Tabii ki bu kadar çok kişinin bilgisi dâhilinde yapılan bir operasyonda PKK’lı teröristlere birileri oralardan uzaklaşmalarını söyledi. En azından Barzani’nin veya Talabani’nin peşmergeleri. Herhalde ölen beş kişi de orada bırakılan bekçi gibi birileri olmalı.

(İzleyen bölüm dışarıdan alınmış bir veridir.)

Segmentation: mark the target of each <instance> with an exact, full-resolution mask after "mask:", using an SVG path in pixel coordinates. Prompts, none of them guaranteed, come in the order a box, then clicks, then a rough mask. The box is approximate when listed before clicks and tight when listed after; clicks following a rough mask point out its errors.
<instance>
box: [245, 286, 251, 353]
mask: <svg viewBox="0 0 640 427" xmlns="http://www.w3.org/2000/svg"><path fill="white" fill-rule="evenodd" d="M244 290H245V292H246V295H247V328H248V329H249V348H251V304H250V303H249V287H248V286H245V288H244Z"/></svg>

Türkiye’nin figüran mı, yoksa baş aktör mü olduğunu henüz çözemediğimiz bu senaryonun sonunda nasıl bir kazık yiyeceğiz o da belli değil. Bazı ipuçları var. Örneğin tüm teröristlere bir genel af çıkarılmasından tutun da, G0§üneydoğu Anadolu’da bir federal yönetim kurulmasına kadar bazı laflar uçuşup duruyor ortalıkta. İyi de bunların sonunda Amerikanın çıkarına olacak olan şey ne? Zira ABD çıkarına olmayan hiç bir şeyi başkasının yararına olacak diye yapmaz. Öylesine Kızılay gibi bir hayır kurumu da değildir.
O zaman gelecek yıl başımıza gelecek milli felaketin adım seslerine karşı hazırlıklı olmakta yarar var. Kimse Mehmetlerin başarısının sarhoşluğuna kapılmasın. Tüm okurlarımın Kurban bayramını kutlar, sağlık ve mutluluk dilerim.